Projects and clients
Here's a sample of recent clients and projects I've worked on.
-
Join Together
I am a partner at Join Together, a co-operative with a focus on helping unions with their technology. We work closely with unions to design and build the best online join experiences in the industry.
-
Easol
I worked with Easol (a Y Combinator startup) for three years, joining them as a small 7-person team with just three engineers and provided technical leadership and guidance as they grew through a successful Series A to a team of over 90.
-
Claim additional payments service, Department for Education
Here I led a new team from a standing start to deliver a service that was making payments to teachers in less than six month in an organisation that was only beginning to learn how to deliver digital services. Along the way we passed two GDS-style service assessments, achieved WCAG 2.1 AAA accessibility and paid out £3.4 million to teachers.

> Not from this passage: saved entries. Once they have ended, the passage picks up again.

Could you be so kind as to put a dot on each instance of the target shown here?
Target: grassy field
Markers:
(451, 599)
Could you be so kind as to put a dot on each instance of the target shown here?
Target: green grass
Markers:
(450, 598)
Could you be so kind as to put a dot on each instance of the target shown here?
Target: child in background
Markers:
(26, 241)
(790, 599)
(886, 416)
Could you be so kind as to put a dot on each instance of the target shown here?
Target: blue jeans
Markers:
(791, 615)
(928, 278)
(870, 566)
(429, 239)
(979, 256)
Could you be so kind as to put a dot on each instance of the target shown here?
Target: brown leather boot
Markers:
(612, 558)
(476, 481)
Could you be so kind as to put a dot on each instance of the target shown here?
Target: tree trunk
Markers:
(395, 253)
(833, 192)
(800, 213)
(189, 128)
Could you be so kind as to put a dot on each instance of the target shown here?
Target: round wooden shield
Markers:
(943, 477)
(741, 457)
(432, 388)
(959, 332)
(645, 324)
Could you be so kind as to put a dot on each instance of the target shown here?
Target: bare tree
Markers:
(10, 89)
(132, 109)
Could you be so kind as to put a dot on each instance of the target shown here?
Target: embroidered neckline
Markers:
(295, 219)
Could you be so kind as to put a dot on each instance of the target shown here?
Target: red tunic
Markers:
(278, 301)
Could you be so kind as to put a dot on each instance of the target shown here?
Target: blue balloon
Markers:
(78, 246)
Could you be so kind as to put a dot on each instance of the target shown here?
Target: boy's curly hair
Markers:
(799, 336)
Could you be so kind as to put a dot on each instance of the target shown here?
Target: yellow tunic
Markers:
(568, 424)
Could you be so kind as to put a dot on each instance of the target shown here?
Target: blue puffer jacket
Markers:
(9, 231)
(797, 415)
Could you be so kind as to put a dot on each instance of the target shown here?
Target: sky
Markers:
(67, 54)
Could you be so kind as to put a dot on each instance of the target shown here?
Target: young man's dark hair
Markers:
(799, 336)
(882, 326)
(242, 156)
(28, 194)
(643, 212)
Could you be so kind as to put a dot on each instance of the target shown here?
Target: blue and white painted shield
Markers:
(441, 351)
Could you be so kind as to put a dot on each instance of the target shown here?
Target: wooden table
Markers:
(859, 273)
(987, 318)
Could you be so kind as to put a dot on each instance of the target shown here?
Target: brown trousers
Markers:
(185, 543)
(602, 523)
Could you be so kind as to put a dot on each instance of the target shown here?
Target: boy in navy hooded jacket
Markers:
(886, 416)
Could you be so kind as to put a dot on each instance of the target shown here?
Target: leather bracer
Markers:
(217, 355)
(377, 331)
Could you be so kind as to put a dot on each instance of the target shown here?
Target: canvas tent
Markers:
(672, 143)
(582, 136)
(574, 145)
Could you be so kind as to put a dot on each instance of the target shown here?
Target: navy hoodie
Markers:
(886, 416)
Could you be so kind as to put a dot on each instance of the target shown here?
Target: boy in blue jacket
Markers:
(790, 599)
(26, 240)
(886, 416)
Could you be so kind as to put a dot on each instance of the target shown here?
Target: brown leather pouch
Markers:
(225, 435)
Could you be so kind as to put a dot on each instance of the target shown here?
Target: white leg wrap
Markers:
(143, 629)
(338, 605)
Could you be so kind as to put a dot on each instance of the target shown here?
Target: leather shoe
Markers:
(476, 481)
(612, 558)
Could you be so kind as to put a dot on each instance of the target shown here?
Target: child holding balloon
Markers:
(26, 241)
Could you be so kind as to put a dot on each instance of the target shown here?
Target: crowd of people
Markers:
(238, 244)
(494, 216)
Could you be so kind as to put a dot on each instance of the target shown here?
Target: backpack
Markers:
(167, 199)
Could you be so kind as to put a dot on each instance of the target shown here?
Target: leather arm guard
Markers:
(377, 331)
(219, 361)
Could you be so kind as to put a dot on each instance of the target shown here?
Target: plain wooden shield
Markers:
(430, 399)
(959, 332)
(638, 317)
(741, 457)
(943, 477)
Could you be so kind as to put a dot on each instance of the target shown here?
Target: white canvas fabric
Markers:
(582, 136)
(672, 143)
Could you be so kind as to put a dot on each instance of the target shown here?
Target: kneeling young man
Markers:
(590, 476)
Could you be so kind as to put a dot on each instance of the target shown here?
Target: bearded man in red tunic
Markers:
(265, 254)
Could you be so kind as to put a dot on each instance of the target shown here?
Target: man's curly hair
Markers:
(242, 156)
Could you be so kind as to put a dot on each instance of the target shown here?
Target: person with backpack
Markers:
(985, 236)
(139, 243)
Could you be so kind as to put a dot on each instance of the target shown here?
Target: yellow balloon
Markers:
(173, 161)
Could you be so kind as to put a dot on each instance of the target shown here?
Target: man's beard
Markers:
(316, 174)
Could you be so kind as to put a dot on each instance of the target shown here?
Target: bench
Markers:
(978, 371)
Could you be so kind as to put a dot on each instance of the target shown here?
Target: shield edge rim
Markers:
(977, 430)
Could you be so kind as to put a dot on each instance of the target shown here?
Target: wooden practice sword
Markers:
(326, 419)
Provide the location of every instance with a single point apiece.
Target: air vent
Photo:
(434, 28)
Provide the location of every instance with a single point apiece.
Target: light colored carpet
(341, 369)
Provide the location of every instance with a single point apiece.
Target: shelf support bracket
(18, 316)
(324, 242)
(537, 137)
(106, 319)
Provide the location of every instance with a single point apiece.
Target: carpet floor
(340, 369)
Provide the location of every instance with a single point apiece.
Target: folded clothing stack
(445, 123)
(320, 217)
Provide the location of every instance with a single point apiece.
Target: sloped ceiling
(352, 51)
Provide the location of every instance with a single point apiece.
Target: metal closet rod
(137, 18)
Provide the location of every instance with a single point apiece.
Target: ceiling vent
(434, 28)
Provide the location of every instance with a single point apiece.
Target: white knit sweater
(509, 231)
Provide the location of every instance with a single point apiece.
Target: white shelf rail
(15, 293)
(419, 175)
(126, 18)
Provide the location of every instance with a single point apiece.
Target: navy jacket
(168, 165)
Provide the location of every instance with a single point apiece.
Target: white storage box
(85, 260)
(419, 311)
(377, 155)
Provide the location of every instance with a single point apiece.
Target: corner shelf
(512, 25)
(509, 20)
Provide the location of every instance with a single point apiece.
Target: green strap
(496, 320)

This is a UK government service, the source code for which is publicly available on GitHub.
-
Report Management Information, Crown Commercial Service
I joined this troubled project to replace a legacy system that is used by suppliers to report sales made to public sector organisations in the UK. The project had a small team, considerable scope and an ambitious delivery schedule. On top of that a complicated upfront architectural design was hampering the team’s ability to deliver. Over the course of several months I was able to drive the effort to manage the scope, phase the delivery, simplify the architecture and successfully deliver the replacement system.
This is a UK government service, the source code for which is publicly available on GitHub here and here.
-
FreeAgent
I completed two periods contracting with FreeAgent, working on their accounting software for freelancers and small business. Working independently and within their existing teams I delivered major features, including file attachment support and much of the backend/frontend code driving the new dashboard.
-
Co-op Digital wills service
I was tech lead on The Co-op’s first live digital service. Whilst quite simple in terms of actual software, the project itself was a complicated one that took a lot of effort to get live, mostly because The Co-op as an organisation had a more traditional IT function and was not used to shipping agile and iterative software projects.
-
crowd.fm
Back in 2009 I had the idea for a service that would help people running events get them listed across listings sites and social media with a single click. Three years later crowd.fm launched. It even managed to secure some happy paying customers. Ultimately the business failed, but I learnt a metric ton about building and launching software products along the way.
-
GOV.UK
I contracted as a Ruby developer on GOV.UK primarily working on whitehall, the central publishing system that drives the bulk of the UK government’s content. Whilst there I was responsible for upgrading the application from Rails 3 to 4 and tech led the early efforts to shift it from a single monolithic application to a more service-oriented architecture.